第19話・《爆裂の戦鎚》

僕たちは昼食を食べ終わった後、ボクの姉弟子である、シルヴァさんに会いに、工房爆裂の戦鎚へ向かう。

師匠はいち早く向かうとの事で、行くための道筋が書いてあるメモを渡して、行ってしまった。

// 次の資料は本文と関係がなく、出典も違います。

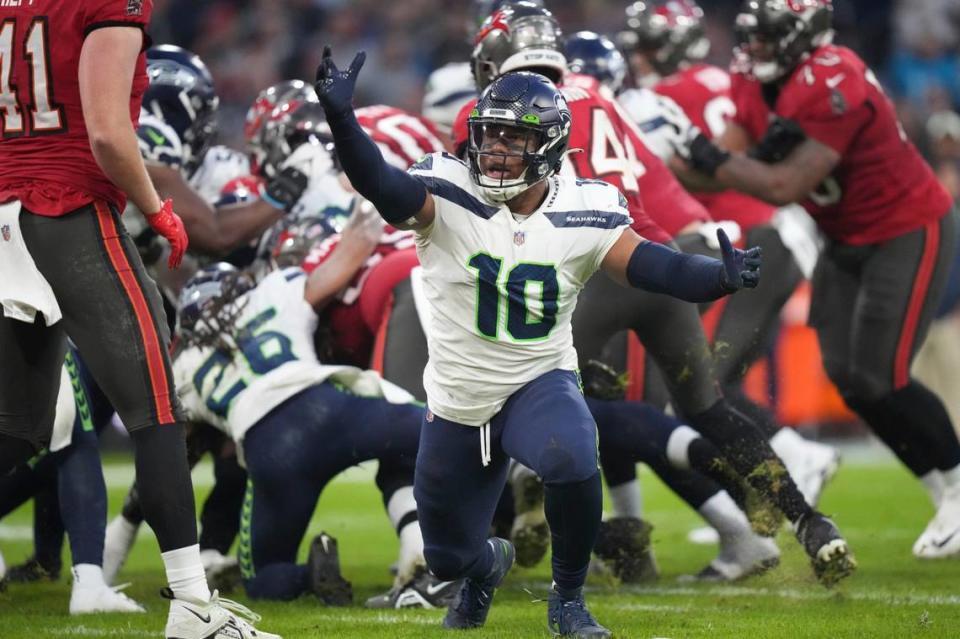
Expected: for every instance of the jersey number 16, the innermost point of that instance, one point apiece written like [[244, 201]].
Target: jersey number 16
[[490, 290]]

「いやーまさか工房の最大手、《爆裂の戦鎚》を生で見れる日が来るとは…感動っす!」

タナカは目をキラキラさせながら、《爆裂の戦鎚》の魅力を語っていた。

「なんと言っても!あの火力っす!竜を消し炭にできるっす!」

『火力以外は何かあるの?』

「使いやすさ重視の物とか、まぁ後は…浪漫っすかねぇ」

そっかぁ、浪漫かぁ。

IQの低いやり取りを続けていると。

「うんうん、わかるのだ!少年!」

すると、真っ赤な燃える様なショートヘアのお姉さんが黒焦げで立っていた。

「浪漫は必要なのだ!」

「浪漫あってこそっす!」

「「わはははは!!!」」

……なんだろう、このボクの場違い感。

◆◆◆

このお姉さんは話が合うっす!。

まさか火竜砲の良さをわかってくれるとは!!

このお姉さん…ただ者ではないっすね!

黒焦げなのが気になるっすけど…。

お姉さんの着ていたであろう白衣だった物は黒焦げてしまい、黒くなっている。打が拳に突けている赤いガントレットは赤く輝いている。

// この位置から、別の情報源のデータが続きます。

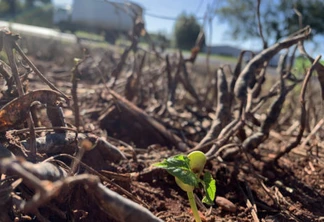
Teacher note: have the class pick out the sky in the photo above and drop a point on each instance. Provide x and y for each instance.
(173, 8)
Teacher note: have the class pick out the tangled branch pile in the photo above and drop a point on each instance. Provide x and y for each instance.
(141, 108)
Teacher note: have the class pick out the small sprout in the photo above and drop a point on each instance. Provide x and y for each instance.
(187, 171)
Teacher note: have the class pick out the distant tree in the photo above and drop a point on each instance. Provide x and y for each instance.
(186, 31)
(32, 3)
(278, 18)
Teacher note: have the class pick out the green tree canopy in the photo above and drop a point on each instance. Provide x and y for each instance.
(186, 31)
(278, 18)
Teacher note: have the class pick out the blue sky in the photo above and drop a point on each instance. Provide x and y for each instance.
(172, 8)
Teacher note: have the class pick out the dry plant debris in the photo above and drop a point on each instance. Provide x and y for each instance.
(83, 150)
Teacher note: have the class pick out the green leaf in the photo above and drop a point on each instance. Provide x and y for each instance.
(179, 167)
(210, 189)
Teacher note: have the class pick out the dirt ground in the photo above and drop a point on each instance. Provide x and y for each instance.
(148, 128)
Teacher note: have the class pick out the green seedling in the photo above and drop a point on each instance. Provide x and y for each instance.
(187, 171)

このお姉さんからは火薬の匂いと、ニトロの特徴的な匂いがするっす。

『何で黒焦げてるんですか?』

「実験をしていたら爆発して、ここまで飛ばされてきたのだ」

「頑丈っすね」

火薬の匂いがするってことは、《爆風の拳》っすかね?それとも《爆裂の戦鎚》っすかね?。

「お姉さんは何…「そこの2人、少し話を良いか?」

俺とレイセそしてお姉さんが振り向くと、貴族風の服を着ていて、老けた男が何人かの冒険者を引き連れて、立っていた。

◆◆◆

…なんだこのおっさん、嫌な感じがプンプン匂う。

おっさんは口髭を撫でながら語りかけてくる。

「君たちは何で魔物を鎖で繋いでいないのかね?」

「そりゃ、従魔っすから」

「従魔でも魔物は魔物だ、そんな薄汚い蝙蝠を連れて、私の管轄に入らないで貰いたい」

薄汚い?

「マキナで従魔は鎖に繋がなくてはいけない何て、法はないのだ」

黒焦げたお姉さんが言う。

「法は関係ない、私はその蝙蝠に言っているのだ、おっと、下等な蝙蝠には言葉がわからないか」

この言葉を皮切りにレイセからは濃厚な殺意が沸きだしてくる、この殺意と怒りを感じ取ったのか、その愚か者以外は言葉を失う。

◆◆◆

ん?どうした?私の言葉がウケなかったのか?。

一匹の蝙蝠から発せられる、殺意と怒りを察知できない愚かな男は更に火に油を注ぐ。

「大体、こんな薄汚れた魔物を入れるから、この国は良くならないんだ」

「…【悪夢の囁きナイトメアウィスパー】」

そうな小さな声が聞こえたと思えば、私の護衛を任せていた冒険者が全員呻き声をあげながら倒れる。

「なっ!?」

『…馬鹿にするのも大概にしてね?』

突然目の前の蝙蝠が語りかけてくる。

『次は容赦しないよ?』

私は腰が抜け、座り込んでしまう。

そしてやっと気付く、いや気付いてしまった。

その濃厚な殺意と怒りに。

股が湿るのを感じるが、それをどうでも良いと感じる程の威圧を感じる。

『返事は?』

「はっはいぃぃぃ!!」

糞!何でこうなった!

◆◆◆

今ボクの目の前でおっさんはDOGEZAをしている。

『じゃ行きましょ、2人とも』

ボク達は悪夢でうなされる冒険者達と、DOGEZAをするおっさんを置いて、そこを離れる。

少し歩いたところでお姉さんが口を開く。

「あの魔法、凄まじいのだ、どういう効果なのだ?詠唱も無しに冒険者数人を眠らせるなんて…」

『あの魔法は、対象に悪夢を見せるという効果です、耐性が無い相手は一瞬で夢のなかです』

「凄いのだ…私の師匠と同じくらいの使い手なのだ」

「そういえば、何て名前っすか」

「申し遅れたのだ、私はシルヴァ・アルケイン、《爆裂の戦鎚》の長なのだ」

え?マジで?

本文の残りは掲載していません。